All the Facts Should Matter – Even to GAO  

By Alan Chvotkin
PSC Executive Vice President and Counsel

October 1, 2019

The GAO bid protest process is designed to rapidly get all of the issues regarding the protest of an agency procurement on the table and then look at how the law and the facts relate to those issues – from the agency’s and the protestor’s perspective. That process often helps the buying agencies decide to take corrective action without pursuing even this streamlined process. But it also puts GAO in the best position to make its decision within the fixed timeframe for action. And GAO doesn’t miss their required timetable for decision. 

GAO overwhelmingly gets its decisions right – notwithstanding the understandable disappointment by either a protestor or the buying activity. It is rare that GAO decisions are overturned on a request for reconsideration because the standard they apply is so high. But in an opinion issued in August, SBD Alliant, LLC,  GAO may have reached the right result but for the wrong reason. 

In the original initial protest decision,  GAO sustained the challenge to the issuance of a task order under a Defense Health Agency procurement request posted on GSA’s e-Buy portal. In Amendment 3 to the solicitation, the requirement for submitting past experience without a completed CPARS under certain specified circumstances was eliminated. AlliantCorps was not awarded the work and filed a protest based on the agency’s selection of a better offer, including evaluating this eliminated provision that appeared to provide competitive prejudice to the protestor. But apparently when the protest was filed, the protestor didn’t realize the agency had changed that requirement. When GSA submitted its agency report, it, too, failed to notice that the provision was eliminated. That oversight extended to the apparent successful offeror, who intervened in the case.

GAO upheld the challenge, recommended that GSA reconsider the past performance requirement and determine whether to amend the solicitation. GAO also awarded the protestor its cost of filing and pursing the protest. Only after GAO announced its decision did the GSA contracting officer “remember” that Amendment 3 eliminated the challenged provision. So, both GSA and the winner asked GAO to reconsider its decision based on these new facts.

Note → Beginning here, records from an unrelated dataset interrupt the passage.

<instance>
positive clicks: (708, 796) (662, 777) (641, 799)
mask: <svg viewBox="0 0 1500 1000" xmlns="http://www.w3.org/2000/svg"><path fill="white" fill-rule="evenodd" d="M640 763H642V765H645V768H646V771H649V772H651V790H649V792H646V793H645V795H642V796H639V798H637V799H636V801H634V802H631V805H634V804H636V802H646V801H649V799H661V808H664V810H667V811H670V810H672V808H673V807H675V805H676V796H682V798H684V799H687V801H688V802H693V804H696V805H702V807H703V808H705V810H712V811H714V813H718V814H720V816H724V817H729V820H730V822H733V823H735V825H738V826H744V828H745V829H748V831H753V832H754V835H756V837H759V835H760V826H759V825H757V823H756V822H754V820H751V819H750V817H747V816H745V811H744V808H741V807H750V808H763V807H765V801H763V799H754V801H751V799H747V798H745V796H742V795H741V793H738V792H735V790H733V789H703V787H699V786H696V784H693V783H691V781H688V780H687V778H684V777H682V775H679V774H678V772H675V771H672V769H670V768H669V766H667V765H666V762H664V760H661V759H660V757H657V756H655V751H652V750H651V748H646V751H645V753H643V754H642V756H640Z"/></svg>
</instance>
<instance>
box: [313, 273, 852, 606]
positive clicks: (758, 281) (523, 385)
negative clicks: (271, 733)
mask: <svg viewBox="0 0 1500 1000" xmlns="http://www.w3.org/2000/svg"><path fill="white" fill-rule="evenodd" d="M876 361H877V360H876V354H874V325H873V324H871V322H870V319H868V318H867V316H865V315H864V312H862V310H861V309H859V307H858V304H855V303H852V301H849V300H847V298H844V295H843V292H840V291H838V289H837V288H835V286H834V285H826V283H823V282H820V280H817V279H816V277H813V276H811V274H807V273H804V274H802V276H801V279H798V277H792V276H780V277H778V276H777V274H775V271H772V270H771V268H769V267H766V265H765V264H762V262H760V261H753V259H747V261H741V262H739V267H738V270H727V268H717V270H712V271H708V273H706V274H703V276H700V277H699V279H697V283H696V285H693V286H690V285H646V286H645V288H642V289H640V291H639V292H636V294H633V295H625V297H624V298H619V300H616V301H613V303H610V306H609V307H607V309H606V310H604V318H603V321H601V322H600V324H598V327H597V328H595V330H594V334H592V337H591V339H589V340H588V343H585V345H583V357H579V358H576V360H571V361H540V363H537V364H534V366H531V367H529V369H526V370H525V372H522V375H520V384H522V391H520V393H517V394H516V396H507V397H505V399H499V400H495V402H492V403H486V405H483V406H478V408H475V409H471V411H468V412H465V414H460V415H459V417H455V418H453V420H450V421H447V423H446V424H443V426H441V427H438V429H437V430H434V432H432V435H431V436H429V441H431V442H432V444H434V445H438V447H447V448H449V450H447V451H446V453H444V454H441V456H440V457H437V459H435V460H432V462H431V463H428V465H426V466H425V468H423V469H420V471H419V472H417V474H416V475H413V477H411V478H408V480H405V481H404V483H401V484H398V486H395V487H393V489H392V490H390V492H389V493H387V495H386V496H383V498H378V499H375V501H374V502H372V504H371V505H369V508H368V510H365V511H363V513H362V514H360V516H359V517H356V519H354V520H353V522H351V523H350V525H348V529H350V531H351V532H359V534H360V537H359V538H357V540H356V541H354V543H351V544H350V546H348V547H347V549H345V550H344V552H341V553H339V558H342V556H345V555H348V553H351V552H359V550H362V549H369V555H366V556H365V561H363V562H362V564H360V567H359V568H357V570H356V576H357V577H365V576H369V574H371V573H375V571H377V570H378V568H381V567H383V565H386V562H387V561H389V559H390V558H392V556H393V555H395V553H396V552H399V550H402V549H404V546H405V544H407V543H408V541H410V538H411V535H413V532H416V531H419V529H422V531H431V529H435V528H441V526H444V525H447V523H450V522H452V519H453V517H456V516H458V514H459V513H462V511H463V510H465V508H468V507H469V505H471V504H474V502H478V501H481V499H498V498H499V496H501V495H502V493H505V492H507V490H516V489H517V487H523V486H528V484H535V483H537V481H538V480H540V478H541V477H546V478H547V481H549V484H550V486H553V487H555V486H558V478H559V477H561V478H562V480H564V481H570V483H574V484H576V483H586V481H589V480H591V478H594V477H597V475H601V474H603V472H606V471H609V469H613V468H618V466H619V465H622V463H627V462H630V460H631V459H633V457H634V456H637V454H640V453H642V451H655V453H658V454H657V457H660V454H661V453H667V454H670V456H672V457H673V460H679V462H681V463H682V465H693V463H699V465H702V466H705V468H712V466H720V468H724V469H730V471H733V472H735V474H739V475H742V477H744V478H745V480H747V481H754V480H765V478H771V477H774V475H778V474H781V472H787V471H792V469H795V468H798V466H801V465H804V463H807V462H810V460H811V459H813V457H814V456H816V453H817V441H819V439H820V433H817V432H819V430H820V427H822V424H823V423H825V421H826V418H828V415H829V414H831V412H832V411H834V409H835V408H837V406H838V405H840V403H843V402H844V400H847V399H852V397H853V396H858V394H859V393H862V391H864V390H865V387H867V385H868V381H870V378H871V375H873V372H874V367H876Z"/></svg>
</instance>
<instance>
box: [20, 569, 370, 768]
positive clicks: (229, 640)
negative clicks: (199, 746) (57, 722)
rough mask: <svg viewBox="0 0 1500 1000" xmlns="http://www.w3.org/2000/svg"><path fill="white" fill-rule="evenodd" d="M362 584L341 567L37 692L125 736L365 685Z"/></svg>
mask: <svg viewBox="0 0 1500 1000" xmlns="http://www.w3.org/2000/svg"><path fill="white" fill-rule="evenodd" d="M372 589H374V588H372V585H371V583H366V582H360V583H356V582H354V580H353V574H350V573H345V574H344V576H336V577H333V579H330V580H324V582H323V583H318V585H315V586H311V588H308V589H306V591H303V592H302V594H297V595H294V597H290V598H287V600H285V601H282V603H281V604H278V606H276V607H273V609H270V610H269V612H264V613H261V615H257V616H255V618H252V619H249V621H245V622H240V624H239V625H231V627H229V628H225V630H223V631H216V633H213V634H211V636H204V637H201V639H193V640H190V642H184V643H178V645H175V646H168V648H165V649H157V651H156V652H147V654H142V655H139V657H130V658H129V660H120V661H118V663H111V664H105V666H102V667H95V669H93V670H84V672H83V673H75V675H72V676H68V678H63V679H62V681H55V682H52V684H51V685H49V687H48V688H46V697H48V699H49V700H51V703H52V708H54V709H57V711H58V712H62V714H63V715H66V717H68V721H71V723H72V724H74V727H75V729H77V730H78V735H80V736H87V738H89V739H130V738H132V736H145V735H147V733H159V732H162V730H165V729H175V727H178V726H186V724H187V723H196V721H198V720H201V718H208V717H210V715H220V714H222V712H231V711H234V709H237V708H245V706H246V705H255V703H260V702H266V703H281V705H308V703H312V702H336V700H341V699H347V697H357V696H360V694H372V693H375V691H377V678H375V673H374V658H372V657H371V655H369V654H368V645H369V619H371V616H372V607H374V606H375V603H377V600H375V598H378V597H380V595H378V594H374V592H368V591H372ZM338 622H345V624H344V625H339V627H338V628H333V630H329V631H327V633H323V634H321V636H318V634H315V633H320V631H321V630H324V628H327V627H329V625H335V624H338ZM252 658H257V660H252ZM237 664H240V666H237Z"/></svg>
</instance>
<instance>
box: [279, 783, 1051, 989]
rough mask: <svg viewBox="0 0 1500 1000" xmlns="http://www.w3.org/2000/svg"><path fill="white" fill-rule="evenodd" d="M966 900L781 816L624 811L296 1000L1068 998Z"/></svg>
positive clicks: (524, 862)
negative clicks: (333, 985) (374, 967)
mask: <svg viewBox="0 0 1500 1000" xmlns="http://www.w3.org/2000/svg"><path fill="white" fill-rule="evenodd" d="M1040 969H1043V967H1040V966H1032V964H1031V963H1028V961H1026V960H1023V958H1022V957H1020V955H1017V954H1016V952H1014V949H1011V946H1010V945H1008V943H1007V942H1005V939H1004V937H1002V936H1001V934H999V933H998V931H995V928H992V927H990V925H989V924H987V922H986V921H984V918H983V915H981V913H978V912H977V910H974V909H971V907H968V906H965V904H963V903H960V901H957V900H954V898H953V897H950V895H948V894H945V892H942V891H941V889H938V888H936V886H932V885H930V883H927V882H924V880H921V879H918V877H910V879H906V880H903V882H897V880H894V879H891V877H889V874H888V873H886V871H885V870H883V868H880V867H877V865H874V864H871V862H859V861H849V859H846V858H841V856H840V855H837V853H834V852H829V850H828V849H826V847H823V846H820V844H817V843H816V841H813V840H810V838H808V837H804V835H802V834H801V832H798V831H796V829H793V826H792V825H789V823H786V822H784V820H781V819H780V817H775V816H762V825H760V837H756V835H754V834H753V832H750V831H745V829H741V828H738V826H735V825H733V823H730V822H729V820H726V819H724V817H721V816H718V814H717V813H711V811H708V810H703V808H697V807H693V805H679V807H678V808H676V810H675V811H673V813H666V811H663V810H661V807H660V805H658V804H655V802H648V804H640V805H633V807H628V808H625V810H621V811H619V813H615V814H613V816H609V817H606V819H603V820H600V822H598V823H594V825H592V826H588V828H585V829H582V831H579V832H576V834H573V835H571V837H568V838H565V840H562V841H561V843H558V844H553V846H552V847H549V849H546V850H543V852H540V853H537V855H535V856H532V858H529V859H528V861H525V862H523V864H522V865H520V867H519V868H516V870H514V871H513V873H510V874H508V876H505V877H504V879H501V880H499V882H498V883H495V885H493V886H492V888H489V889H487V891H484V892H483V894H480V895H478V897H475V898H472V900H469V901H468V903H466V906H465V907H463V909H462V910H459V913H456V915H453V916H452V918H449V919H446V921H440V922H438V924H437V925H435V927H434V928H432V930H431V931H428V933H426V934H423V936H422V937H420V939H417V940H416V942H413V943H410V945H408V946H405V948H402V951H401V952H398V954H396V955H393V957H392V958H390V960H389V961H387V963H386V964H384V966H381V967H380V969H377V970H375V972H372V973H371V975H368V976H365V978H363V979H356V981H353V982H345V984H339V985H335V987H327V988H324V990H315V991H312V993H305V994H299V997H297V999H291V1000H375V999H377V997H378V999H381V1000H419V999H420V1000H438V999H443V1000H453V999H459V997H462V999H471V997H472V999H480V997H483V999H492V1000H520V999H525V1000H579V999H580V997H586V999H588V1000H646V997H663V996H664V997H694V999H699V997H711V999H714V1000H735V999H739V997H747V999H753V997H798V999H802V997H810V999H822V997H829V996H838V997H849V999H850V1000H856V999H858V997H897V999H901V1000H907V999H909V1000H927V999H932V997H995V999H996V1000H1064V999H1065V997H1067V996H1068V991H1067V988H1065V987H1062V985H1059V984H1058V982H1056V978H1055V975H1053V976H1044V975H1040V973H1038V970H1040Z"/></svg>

But like everything else associated with GAO bid protest process, there are strict rules and timeframes. A request for reconsideration is no different. To obtain reconsideration, the requesting party must explain why reversal or modification of the earlier decision is warranted and specifying the error of law or information not previously considered that was unavailable to the requestor when the initial protest was being considered. In retrospect, all of the parties—but not the GAO—were “aware” of Amendment 3; they just didn’t know it. The protestor should have come forward and withdrawn its protest when it, too, learned of the substance of Amendment 3.

GAO denied the request to reconsider its decision. But based on the newly disclosed information, GAO concluded that there was thus no impropriety in how the agency conducted the procurement, so GAO modified the recommendation for the agency to evaluate changes to the solicitation; GAO also withdrew the relief it granted to the protestor by denying the protestor the entitlement to costs for filing and pursuing the protest. But it did not grant the request for reconsideration because, based on the information that was available to it at the time it made its decision, GAO concluded that it was the “right” legal answer.

Mistakes happen and unintentional omissions should be corrected as soon as possible. Here, it is regrettable that the information concerning Amendment 3 only came to light after the request for reconsideration was filed at GAO. Officials at GAO acknowledged as much, and properly modified its earlier decision relating to both the corrective action and the allowance for cost recovery. 

But rather than reaffirm its substantive decision based on an incomplete set of facts, on reconsideration GAO should have simply dismissed the protest. Let’s hope that these unusual facts result in this case being an anomaly in the GAO protest logs.